News Release
For Immediate Release
Contact: Terry Pell 202-833-8400, ext. 113
E-mail: <pell@cir-usa.org>
July 20, 2012

CIR asks Court to review Kinston, NC case

July 20, 2012 − by McGuire − in Press Releases − Comments Off

Federal voting rights law in question

Washington, DC.— The Center for Individual Rights and lead counsel Michael Carvin of the Jones Day law firm today filed a petition for writ of certiorari asking the Supreme Court to review Nix v. Holder, CIR’s case challenging the constitutionality of Section 5 of the Voting Rights Act, which requires federal preclearance of changes to voting practices in certain state and local jurisdictions.

The Petition argues that the aggressive way Section 5 is now being used by the Holder Justice Department — e.g., to strike down state voter ID laws — makes it imperative that the Court promptly resolve serious and persistent questions about Section 5’s constitutionality.

The Petition emphasizes that Nix v. Holder is the only Section 5 challenge that focuses on the controversial and expansive 2006 substantive amendments to Section 5, which overruled two prior Supreme Court decisions and essentially required covered jurisdictions to focus exclusively on maximizing the ability of minority voters to elect minority candidates.

For example, the 2006 amendments effectively require jurisdictions to concentrate minority voters in districts that reliably elect minority candidates. The amendments prohibit a “safe” minority district from ever being converted into several “cross-over” districts or “influence” districts where minority success would depend on forming coalitions with non-minority voters based on issues rather than skin color.
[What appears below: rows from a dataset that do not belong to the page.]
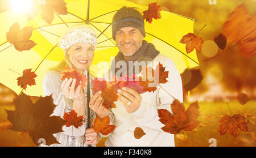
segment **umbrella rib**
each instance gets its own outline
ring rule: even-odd
[[[68,23],[67,23],[67,24],[72,24],[72,23],[84,23],[84,22],[68,22]],[[57,25],[60,25],[60,24],[64,24],[64,23],[52,24],[49,24],[49,25],[44,25],[44,26],[40,26],[40,27],[37,27],[37,28],[33,28],[33,29],[40,28],[45,27]]]
[[[98,31],[100,31],[100,32],[101,32],[101,31],[98,28],[97,28],[96,26],[94,26],[94,25],[93,25],[93,24],[92,24],[91,23],[90,23],[90,24],[93,27],[95,27],[97,29],[98,29]],[[107,36],[106,35],[105,35],[104,33],[103,33],[102,34],[103,34],[105,36],[106,36],[106,37],[107,37],[107,38],[109,39],[112,39],[112,38],[109,39],[109,37],[108,37],[108,36]],[[114,44],[115,46],[117,46],[117,45],[116,45],[113,41],[112,41],[112,40],[110,40],[110,41],[111,41],[113,44]]]
[[[90,23],[101,23],[101,24],[111,24],[112,23],[105,23],[105,22],[90,22]]]
[[[100,35],[98,36],[97,38],[100,37],[101,35],[102,35],[103,33],[111,25],[111,24],[110,24],[100,34]]]
[[[51,35],[52,35],[56,36],[57,36],[57,37],[60,37],[60,36],[59,36],[59,35],[56,35],[56,34],[54,34],[54,33],[51,33],[51,32],[49,32],[49,31],[46,31],[46,30],[43,29],[42,29],[42,28],[38,28],[38,29],[40,29],[40,30],[42,30],[42,31],[44,31],[44,32],[47,32],[47,33],[50,33],[50,34],[51,34]]]
[[[89,24],[89,23],[90,22],[90,21],[89,20],[89,14],[90,14],[90,0],[88,0],[88,3],[87,5],[87,16],[86,16],[86,20],[85,22],[85,23],[87,24]]]
[[[80,17],[79,17],[79,16],[77,16],[77,15],[75,15],[75,14],[72,14],[72,13],[70,12],[68,12],[68,13],[69,14],[71,14],[72,15],[73,15],[73,16],[76,16],[76,17],[77,18],[80,19],[81,20],[83,20],[84,22],[85,22],[85,21],[86,21],[86,20],[85,20],[85,19],[81,18],[80,18]]]
[[[97,48],[109,48],[109,47],[115,47],[115,46],[97,46]]]
[[[55,11],[56,15],[57,15],[57,16],[59,17],[59,18],[60,19],[60,20],[61,20],[61,21],[66,25],[66,26],[67,27],[69,27],[68,24],[64,22],[64,20],[61,18],[61,17],[60,17],[60,15],[59,15],[59,14],[57,14],[56,11]]]
[[[164,40],[162,40],[162,39],[158,38],[158,37],[156,37],[156,36],[154,36],[154,35],[152,35],[152,34],[150,34],[150,33],[147,33],[147,32],[146,32],[146,33],[147,33],[147,34],[148,34],[148,35],[151,35],[151,36],[153,36],[153,37],[155,37],[155,38],[156,38],[156,39],[158,39],[159,40],[162,41],[163,42],[165,42],[166,44],[168,44],[168,45],[170,45],[170,46],[172,46],[172,48],[175,48],[175,49],[176,49],[177,50],[178,50],[179,52],[181,53],[183,55],[184,55],[185,56],[186,56],[187,57],[191,59],[192,61],[193,61],[194,62],[195,62],[196,63],[197,63],[198,65],[200,66],[200,65],[199,63],[197,63],[197,62],[196,62],[195,61],[194,61],[193,59],[192,59],[191,57],[188,57],[187,55],[186,55],[185,53],[184,53],[183,52],[182,52],[180,51],[180,50],[179,50],[179,49],[177,49],[177,48],[176,48],[175,46],[172,46],[172,45],[170,44],[169,43],[166,42],[165,41],[164,41]]]

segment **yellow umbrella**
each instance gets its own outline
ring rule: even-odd
[[[24,3],[30,2],[28,0],[22,1]],[[47,5],[49,1],[50,0],[39,0],[38,3],[43,3],[40,4],[43,5],[46,2]],[[43,95],[42,81],[47,70],[56,66],[63,59],[64,52],[59,46],[60,37],[68,27],[77,23],[89,24],[94,28],[98,35],[97,47],[90,71],[98,77],[102,76],[104,71],[110,67],[112,59],[118,52],[115,42],[112,38],[111,23],[114,14],[123,6],[134,7],[141,12],[147,9],[146,6],[124,0],[64,1],[67,3],[67,14],[60,15],[55,11],[53,12],[55,18],[50,24],[42,20],[40,14],[34,19],[28,20],[27,10],[11,10],[0,13],[2,24],[0,27],[0,83],[17,94],[23,91],[31,96]],[[29,6],[28,4],[24,6]],[[22,10],[23,8],[20,6],[18,8]],[[34,9],[36,10],[37,8]],[[160,53],[171,57],[180,73],[187,67],[199,66],[196,51],[194,50],[187,54],[185,45],[179,42],[184,35],[193,32],[195,20],[164,11],[161,11],[161,19],[154,20],[152,24],[145,21],[145,40],[154,44]],[[36,45],[30,50],[19,52],[7,41],[6,33],[16,22],[20,29],[32,27],[30,40],[34,41]],[[27,69],[32,69],[32,71],[35,71],[38,75],[35,78],[36,84],[28,86],[24,90],[17,84],[16,78],[20,75],[10,69],[22,74]]]

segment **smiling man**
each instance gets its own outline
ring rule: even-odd
[[[118,100],[114,103],[117,108],[110,109],[108,114],[95,111],[101,117],[108,114],[111,123],[115,126],[114,131],[107,135],[109,138],[105,146],[174,146],[174,135],[161,129],[164,125],[159,121],[157,109],[165,109],[171,112],[170,105],[174,98],[169,94],[183,102],[182,83],[175,65],[171,58],[160,54],[153,44],[143,40],[146,36],[144,20],[136,10],[123,7],[118,11],[113,17],[112,31],[119,52],[105,76],[106,80],[111,80],[113,76],[131,76],[138,74],[136,72],[139,73],[140,66],[143,64],[135,64],[136,62],[146,63],[146,65],[151,63],[151,66],[160,62],[169,73],[168,82],[160,84],[161,86],[158,85],[154,92],[139,94],[134,89],[124,87],[118,90]],[[97,92],[91,99],[92,103],[95,103],[94,109],[100,107],[98,104],[102,98],[100,96],[100,93]],[[134,135],[137,127],[146,133],[139,139],[135,138]]]

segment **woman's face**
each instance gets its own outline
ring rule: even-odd
[[[67,51],[69,61],[76,70],[82,72],[89,67],[94,55],[93,45],[87,42],[73,44]]]

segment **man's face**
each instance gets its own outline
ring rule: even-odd
[[[134,27],[123,27],[115,33],[117,47],[126,57],[133,55],[141,48],[143,40],[141,31]]]

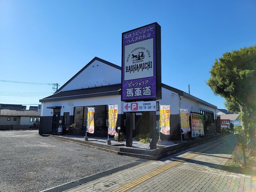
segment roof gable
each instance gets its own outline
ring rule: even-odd
[[[120,83],[121,69],[120,66],[95,57],[56,93]]]

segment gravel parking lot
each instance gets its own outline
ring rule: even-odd
[[[134,162],[49,137],[38,131],[0,131],[0,192],[35,192]]]

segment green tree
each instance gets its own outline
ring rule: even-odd
[[[239,109],[244,136],[245,132],[249,132],[252,120],[255,122],[256,46],[225,53],[215,60],[210,72],[211,77],[206,83],[214,94],[225,99],[228,109],[234,111]],[[246,167],[244,138],[242,146]]]

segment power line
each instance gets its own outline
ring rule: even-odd
[[[24,84],[38,84],[38,85],[51,85],[53,86],[53,90],[56,91],[58,90],[58,88],[59,85],[59,84],[56,83],[35,83],[34,82],[25,82],[23,81],[10,81],[8,80],[0,80],[0,82],[5,82],[8,83],[22,83]],[[57,86],[57,88],[55,88],[55,86]]]
[[[8,82],[8,83],[23,83],[25,84],[33,84],[45,85],[56,85],[58,83],[35,83],[33,82],[25,82],[23,81],[10,81],[8,80],[0,80],[0,81],[3,82]]]

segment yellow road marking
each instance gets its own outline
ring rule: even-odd
[[[203,149],[199,150],[198,151],[198,153],[202,153],[203,151],[205,151],[210,148],[212,148],[212,147],[217,146],[221,143],[225,142],[226,141],[229,139],[229,137],[229,137],[226,139],[223,139],[223,140],[218,142],[217,143],[215,143],[212,144],[212,145],[208,146],[208,147],[205,147]],[[192,153],[186,155],[184,157],[181,157],[181,158],[188,159],[192,158],[193,157],[198,154],[199,154],[197,153]],[[178,159],[177,159],[176,161],[174,161],[172,162],[172,163],[170,163],[167,165],[164,165],[162,167],[157,168],[157,169],[156,169],[155,170],[147,173],[140,177],[139,177],[123,185],[118,189],[116,190],[112,191],[111,192],[125,192],[126,191],[127,191],[133,187],[139,185],[141,183],[146,181],[147,180],[148,180],[150,178],[154,177],[155,176],[160,174],[161,173],[167,170],[170,168],[177,165],[180,163],[186,162],[184,160]],[[255,178],[256,178],[256,177]],[[256,180],[256,178],[255,178],[255,180]]]

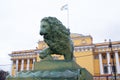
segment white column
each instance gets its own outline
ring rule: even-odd
[[[35,62],[35,58],[33,58],[33,66],[32,66],[32,70],[34,70],[34,62]]]
[[[27,70],[29,70],[30,59],[27,59]]]
[[[108,65],[108,74],[111,74],[110,53],[109,52],[107,52],[107,65]]]
[[[21,62],[21,71],[24,70],[24,59],[22,59],[22,62]]]
[[[102,54],[101,53],[99,53],[99,64],[100,64],[100,74],[104,74],[103,63],[102,63]]]
[[[16,73],[18,72],[18,59],[16,60]]]
[[[120,73],[120,62],[119,62],[118,51],[115,51],[115,60],[116,60],[116,70],[117,70],[117,73]]]

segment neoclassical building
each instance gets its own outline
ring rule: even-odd
[[[113,41],[112,51],[109,42],[93,43],[92,36],[71,34],[74,43],[74,61],[86,68],[93,76],[113,75],[116,70],[120,75],[120,41]],[[13,51],[12,75],[17,72],[34,69],[34,62],[40,61],[39,52],[48,47],[44,41],[38,42],[38,47],[32,50]],[[61,55],[52,55],[53,59],[63,59]],[[114,63],[114,64],[113,64]]]

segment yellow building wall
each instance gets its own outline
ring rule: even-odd
[[[94,75],[95,76],[100,76],[100,66],[99,66],[99,60],[94,59]]]
[[[74,53],[76,57],[75,61],[81,67],[86,68],[92,75],[94,75],[94,62],[93,62],[93,53],[92,51],[86,52],[76,52]]]
[[[73,39],[74,46],[82,46],[82,45],[91,45],[92,38],[91,37],[78,37]]]

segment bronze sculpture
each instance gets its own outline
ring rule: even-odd
[[[73,43],[70,39],[69,29],[55,17],[45,17],[41,20],[40,35],[49,48],[40,52],[40,58],[51,56],[51,54],[63,55],[65,60],[73,59]]]

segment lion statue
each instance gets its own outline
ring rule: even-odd
[[[70,31],[55,17],[45,17],[41,20],[40,35],[43,35],[45,43],[49,46],[40,52],[40,58],[44,59],[51,54],[63,55],[65,60],[73,59],[73,43]]]

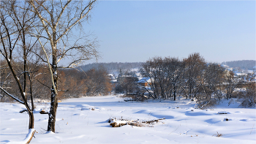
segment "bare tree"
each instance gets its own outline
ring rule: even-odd
[[[198,53],[192,53],[184,59],[186,63],[187,86],[189,89],[189,97],[195,96],[198,92],[198,78],[202,76],[206,66],[205,59]]]
[[[55,132],[58,107],[58,68],[70,68],[98,56],[96,50],[97,42],[95,39],[90,40],[90,35],[81,36],[75,42],[71,42],[74,39],[70,38],[75,37],[72,35],[72,32],[75,32],[74,27],[80,26],[82,29],[82,22],[89,19],[89,12],[95,1],[96,0],[29,1],[33,7],[31,11],[37,15],[41,23],[39,26],[34,26],[35,31],[32,34],[38,39],[47,58],[48,56],[46,52],[50,51],[52,59],[51,62],[47,60],[52,82],[48,131]],[[50,50],[48,48],[50,48]],[[58,67],[59,62],[63,58],[70,58],[72,61],[67,67]]]
[[[22,6],[21,6],[22,5]],[[20,6],[26,7],[20,9]],[[4,56],[8,67],[10,68],[11,73],[15,79],[21,99],[18,96],[15,96],[13,94],[7,92],[1,86],[0,88],[9,96],[17,101],[18,102],[23,104],[26,107],[26,110],[29,115],[29,129],[32,131],[30,136],[30,139],[27,143],[29,143],[32,138],[34,130],[34,103],[32,96],[31,107],[29,105],[28,96],[26,94],[26,75],[29,73],[27,67],[27,56],[30,52],[34,44],[31,46],[27,45],[27,36],[29,31],[30,30],[31,24],[34,20],[34,16],[29,13],[29,4],[26,2],[19,3],[16,1],[1,1],[0,6],[0,37],[1,37],[1,47],[0,53]],[[18,48],[20,48],[23,52],[23,72],[18,74],[18,70],[15,69],[15,61],[13,56],[18,51]],[[20,76],[23,75],[23,83],[20,80]]]
[[[167,77],[167,83],[169,83],[167,86],[172,86],[173,100],[176,100],[177,89],[181,87],[182,83],[181,78],[184,73],[184,62],[179,61],[178,58],[165,58],[164,60],[164,67]]]
[[[228,71],[225,75],[224,88],[226,92],[226,99],[231,99],[232,94],[237,86],[242,83],[243,78],[236,78],[235,74],[232,71]]]

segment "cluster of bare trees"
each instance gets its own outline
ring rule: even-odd
[[[82,26],[83,22],[89,20],[95,1],[1,1],[1,69],[5,71],[8,68],[11,72],[4,76],[1,74],[1,77],[12,78],[1,83],[0,88],[6,96],[26,106],[29,115],[29,129],[34,128],[34,82],[45,87],[50,86],[48,89],[51,99],[48,131],[54,132],[58,91],[61,91],[58,88],[58,69],[72,68],[83,61],[97,58],[97,41],[91,34],[83,33]],[[63,59],[68,59],[69,63],[60,67],[58,64]],[[42,65],[44,72],[38,73],[42,69],[38,70],[38,67]],[[45,81],[37,80],[42,74],[48,75]],[[10,86],[6,83],[11,82],[15,83],[12,89],[17,87],[18,90],[15,93],[9,91]]]
[[[230,99],[244,80],[236,78],[232,71],[218,64],[206,63],[199,53],[183,60],[155,57],[143,65],[141,72],[151,79],[149,88],[145,89],[152,98],[176,100],[178,94],[196,99],[200,107],[214,105],[222,98]]]

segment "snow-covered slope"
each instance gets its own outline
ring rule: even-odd
[[[255,143],[255,108],[238,108],[236,102],[228,106],[227,101],[203,110],[194,109],[195,105],[189,99],[124,102],[116,96],[67,99],[59,104],[53,134],[45,130],[48,115],[39,113],[49,104],[37,103],[34,129],[38,133],[31,143]],[[1,143],[26,137],[29,115],[19,113],[22,108],[19,104],[1,103]],[[113,128],[109,118],[165,119],[142,127]]]

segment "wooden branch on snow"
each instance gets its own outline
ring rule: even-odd
[[[159,118],[151,121],[140,121],[139,120],[125,120],[125,119],[116,119],[116,118],[109,118],[108,122],[110,123],[110,126],[112,127],[120,127],[124,125],[131,125],[136,126],[144,126],[143,124],[151,124],[154,122],[158,122],[160,120],[164,120],[165,118]]]

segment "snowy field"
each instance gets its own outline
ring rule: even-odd
[[[124,102],[116,96],[69,99],[59,103],[56,133],[47,133],[49,103],[37,103],[35,134],[31,143],[256,143],[255,108],[238,108],[224,102],[214,108],[194,109],[189,99]],[[24,107],[1,103],[0,143],[17,143],[28,133]],[[93,108],[94,110],[91,110]],[[227,114],[218,114],[225,112]],[[149,121],[144,126],[110,127],[110,118]],[[225,119],[227,118],[228,121]]]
The Petition contends that the 2006 amendments raise serious constitutional questions that strike at the heart of Section 5. Indeed, as one lower court judge has explained, it is impossible to assess the constitutionality of Section 5’s preclearance procedure without considering the nature and degree of the burden imposed by the substantive preclearance standard, including the 2006 amendments.

Accordingly, the Petition submits that Nix v. Holder is both a necessary vehicle for the Supreme Court to consider Section 5’s constitutionality and a natural companion vehicle to Shelby County v. Holder, a related challenge where a covered jurisdiction has focused on the irrationality of the formula for selecting the jurisdictions that are covered by Section 5’s preclearance procedure, which relies on three-decade-old voting data rather than current political conditions.

Nix v. Holder grows out of a 2008 referendum in Kinston, North Carolina in which voters decided by a 2 to 1 margin to convert that city’s elections to a nonpartisan system used by the majority of other North Carolina jurisdictions. Using his authority under Section 5, Attorney General Holder refused to preclear the change to nonpartisan voting because he claimed minority office seekers needed the Democratic Party affiliation to attract needed votes from white Democratic voters. CIR then challenged the constitutionality of Section 5 on behalf of several aggrieved Kinston voters, including John Nix, a candidate for Kinston City Council.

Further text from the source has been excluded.